# Adolescent Nonsense



## BoxerParty (Nov 9, 2011)

:eyeroll:

Well, my dearest Lila, who was (and still is, really) the most agreeable wee creature, has decided to "forget" her recall. I went through this with Malcolm at the same age, so I know it is totally normal. BUT Lila ran INTO THE ROAD at the park the other day, and Malcolm mostly just ran 100m away and laughed. 

I've signed Lila up for a repeat of Level 2 puppy school to give her some structured reinforcement of her skills. Is there anything else you would do in this situation?


----------



## Maxy24 (Mar 5, 2011)

I'd stop off leash time, get a long line.
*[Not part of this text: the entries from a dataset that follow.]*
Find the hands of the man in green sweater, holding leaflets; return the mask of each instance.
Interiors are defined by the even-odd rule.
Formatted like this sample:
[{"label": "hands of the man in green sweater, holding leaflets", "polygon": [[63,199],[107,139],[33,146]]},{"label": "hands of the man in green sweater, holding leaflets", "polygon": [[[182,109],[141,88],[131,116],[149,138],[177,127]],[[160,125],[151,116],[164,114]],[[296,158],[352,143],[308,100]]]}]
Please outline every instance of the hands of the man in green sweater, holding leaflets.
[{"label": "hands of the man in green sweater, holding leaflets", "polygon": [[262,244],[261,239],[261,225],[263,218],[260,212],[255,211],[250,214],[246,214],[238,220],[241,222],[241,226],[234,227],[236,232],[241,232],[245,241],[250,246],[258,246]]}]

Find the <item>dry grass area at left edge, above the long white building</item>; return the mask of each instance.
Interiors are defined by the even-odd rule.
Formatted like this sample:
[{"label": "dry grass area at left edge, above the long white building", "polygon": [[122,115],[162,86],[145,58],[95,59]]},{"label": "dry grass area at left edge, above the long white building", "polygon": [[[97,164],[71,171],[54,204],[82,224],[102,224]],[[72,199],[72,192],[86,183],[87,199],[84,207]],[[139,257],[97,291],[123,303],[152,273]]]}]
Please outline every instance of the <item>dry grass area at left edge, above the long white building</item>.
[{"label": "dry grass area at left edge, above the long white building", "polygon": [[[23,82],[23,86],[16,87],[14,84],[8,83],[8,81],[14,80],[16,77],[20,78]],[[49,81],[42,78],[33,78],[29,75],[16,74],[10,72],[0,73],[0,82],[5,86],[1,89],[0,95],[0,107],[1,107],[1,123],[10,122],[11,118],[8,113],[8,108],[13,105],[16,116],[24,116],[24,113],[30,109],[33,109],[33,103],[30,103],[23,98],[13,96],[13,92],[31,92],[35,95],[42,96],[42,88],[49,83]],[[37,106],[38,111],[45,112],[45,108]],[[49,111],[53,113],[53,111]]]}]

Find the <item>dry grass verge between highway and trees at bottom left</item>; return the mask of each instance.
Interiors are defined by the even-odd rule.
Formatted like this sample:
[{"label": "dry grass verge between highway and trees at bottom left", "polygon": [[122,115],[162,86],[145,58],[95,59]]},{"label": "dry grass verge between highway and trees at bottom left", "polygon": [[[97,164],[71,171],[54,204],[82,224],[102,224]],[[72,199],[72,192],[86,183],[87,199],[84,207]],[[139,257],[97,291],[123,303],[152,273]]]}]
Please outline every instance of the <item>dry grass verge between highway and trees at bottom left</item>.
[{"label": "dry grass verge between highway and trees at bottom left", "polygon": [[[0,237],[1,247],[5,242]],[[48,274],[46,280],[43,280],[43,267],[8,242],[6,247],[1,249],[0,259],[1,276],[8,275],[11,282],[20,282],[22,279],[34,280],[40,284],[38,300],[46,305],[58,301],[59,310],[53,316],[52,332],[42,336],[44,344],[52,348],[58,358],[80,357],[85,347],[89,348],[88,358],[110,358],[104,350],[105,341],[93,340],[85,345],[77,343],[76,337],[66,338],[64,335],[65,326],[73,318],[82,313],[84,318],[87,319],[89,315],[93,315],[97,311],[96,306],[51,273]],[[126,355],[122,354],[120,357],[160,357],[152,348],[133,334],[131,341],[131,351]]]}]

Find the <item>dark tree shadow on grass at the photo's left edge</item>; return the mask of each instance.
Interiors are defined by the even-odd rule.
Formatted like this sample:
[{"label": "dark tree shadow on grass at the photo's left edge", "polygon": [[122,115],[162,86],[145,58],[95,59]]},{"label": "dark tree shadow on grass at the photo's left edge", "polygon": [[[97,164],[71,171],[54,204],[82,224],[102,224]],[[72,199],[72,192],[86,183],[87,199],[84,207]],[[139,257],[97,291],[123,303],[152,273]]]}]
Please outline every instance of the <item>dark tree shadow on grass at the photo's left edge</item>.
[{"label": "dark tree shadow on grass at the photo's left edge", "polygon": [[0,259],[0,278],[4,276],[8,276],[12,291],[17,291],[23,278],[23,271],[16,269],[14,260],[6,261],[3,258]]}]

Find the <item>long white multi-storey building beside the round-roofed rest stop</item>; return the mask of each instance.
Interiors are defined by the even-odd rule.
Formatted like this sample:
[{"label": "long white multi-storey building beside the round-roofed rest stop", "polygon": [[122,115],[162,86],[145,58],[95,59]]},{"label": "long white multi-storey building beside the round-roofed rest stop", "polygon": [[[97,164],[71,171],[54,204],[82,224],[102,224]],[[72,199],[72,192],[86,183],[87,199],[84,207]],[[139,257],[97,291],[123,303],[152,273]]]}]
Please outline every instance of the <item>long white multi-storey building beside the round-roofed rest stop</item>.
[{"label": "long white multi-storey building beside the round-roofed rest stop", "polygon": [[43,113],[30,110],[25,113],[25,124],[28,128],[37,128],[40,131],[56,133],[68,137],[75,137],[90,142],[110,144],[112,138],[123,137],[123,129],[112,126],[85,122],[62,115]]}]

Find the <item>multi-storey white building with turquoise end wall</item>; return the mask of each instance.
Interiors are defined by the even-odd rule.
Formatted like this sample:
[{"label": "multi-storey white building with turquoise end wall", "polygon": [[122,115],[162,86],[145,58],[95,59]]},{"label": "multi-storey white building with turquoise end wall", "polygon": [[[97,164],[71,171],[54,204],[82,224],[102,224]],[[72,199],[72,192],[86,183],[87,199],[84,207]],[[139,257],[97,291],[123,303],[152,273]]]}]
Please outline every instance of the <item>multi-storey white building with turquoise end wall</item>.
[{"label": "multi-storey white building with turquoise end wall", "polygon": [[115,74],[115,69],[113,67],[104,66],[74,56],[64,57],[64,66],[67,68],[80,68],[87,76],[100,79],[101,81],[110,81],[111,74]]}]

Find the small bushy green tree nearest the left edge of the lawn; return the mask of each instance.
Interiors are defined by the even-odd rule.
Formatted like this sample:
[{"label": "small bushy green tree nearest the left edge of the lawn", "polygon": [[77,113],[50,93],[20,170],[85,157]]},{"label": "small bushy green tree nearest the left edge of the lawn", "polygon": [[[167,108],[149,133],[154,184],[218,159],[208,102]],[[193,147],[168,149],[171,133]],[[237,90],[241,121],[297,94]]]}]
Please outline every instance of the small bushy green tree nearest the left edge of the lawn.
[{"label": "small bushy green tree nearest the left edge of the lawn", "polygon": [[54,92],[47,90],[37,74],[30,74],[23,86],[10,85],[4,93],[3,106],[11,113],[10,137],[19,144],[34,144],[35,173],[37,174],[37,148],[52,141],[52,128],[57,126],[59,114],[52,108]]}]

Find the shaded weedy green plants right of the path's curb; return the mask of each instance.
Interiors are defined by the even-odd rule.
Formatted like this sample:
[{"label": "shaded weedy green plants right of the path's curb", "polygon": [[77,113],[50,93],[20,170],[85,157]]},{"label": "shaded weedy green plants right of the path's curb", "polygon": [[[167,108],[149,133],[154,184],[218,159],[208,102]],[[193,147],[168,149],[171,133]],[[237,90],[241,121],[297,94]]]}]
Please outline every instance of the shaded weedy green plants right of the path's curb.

That way she has no more chances to blow you off, if she doesn't come when you call, even if you get a little animated (run backwards a bit, make some funny noises) she gets reeled in so there is no self reinforcement for ignoring you. Only after she comes every time you call without having to be reeled in can she get the privilege of off leash time.


----------



## xchairity_casex (Oct 8, 2011)

that is super scary isnt it?
my sisters toy poodle who has always been good off lead has suddenly been not so good off lead so i take her to a fenced in area downtown but she found a gap in the fence to run out and go running around a busy store parking lot.

so with a long line now and Cesars old vibration collar ive been working with her.
i really love the vibration collars its not painful (it just vibrates like a cell phone) and it helps to reinforce what you say becuase basically it takes a dog by suprise. while running and not listening you push the button,collar vibrates they stop like "huh?" it gets there attention when your voice doesnt.

basically i taught her to use the vibration collar almost like clicker training vibrate,reward,vibrate,reward then i move outside on a line and i vibrate while saying "come" she comes i reward.


----------